In the last three decades, the contaminated environments caused by excessive use of hydrocarbon-based resource buried deep inside the earth has sparked a debate among researchers about meeting the growing need for clean energy and clean water [6, 7]. As a result, various chemical, biological, and physical methods including membrane separation, adsorption, and coagulation were employed for dye or organic pollutants removal from wastewater [8]. However, these processes are not cost effective and only convert the liquid pollutants into solid form of sludge or membrane fouling [1, 9]. These water treatment procedures are confined to recovering organic waste from the liquid to solid phases of water which can be secondary pollutant [10]. Recently, photocatalysis has received a significant attention for removal of organic dyes. This process generates hydroxyl radicals (·OH) which are strong oxidants to degrade the organic dyes [11, 12]. Currently, semiconductor metal oxide photocatalyst such as TiO2, MnO2, Cr2O3, has been produced, and substantial studies have been conducted to fully understand their potential in the breakdown of the organic dye, most especially those that can be easily biodegradable [13,14,15]. Moreover, the use of these semiconductor metal oxides in supercapacitors, sensors, solar cells, antibacterial activities etc. [16,17,18,19,20] has made the researchers understand the full concept of the faradaic processes in them. This has tremendously helped in achieving clean energy and organic waste control [21].

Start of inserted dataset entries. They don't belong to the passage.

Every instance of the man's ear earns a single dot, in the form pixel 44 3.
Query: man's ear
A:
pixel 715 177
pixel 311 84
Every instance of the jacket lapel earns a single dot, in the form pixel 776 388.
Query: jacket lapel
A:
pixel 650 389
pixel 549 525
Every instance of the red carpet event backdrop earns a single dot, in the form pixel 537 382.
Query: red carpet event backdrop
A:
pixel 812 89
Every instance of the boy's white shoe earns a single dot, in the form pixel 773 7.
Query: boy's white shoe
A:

Among different metal oxides studied so far, titanium dioxide (TiO2) is widely used as a standard photocatalyst in degradation of organic dyes because of its excellent set of optical, physical, chemical, and electronic properties [19,20,21,22,23,24,25]. Also, it is low cost, eco-friendly, and possess a high chemical stability [26, 27]. Despite its benefits, TiO2 has a large band gap energy and electron-hole pair recombination, which are significant limitations that hinder its ability to perform photocatalysis and explain its poor visible light absorption [28]. This reduces its effectiveness in the degradation of organic waste when using visible light irradiation. Several modifications have been employed to curb this effect but these modifications necessitate additional cost, limiting the use of TiO2 as a photocatalyst. Many researchers have been in search of alternative semiconductor metal oxides with similar properties to TiO2. To this end, chromium oxide (CrxOy) serves as an alternative material with an additional feature of variable oxidation state [29,30,31] [2]. The properties of chromium oxide have been enhanced by different modification techniques [31,32,33]. Chromium oxides and its spinel has been reported to be used in solar cell, catalysis, and spintronic applications [34,35,36].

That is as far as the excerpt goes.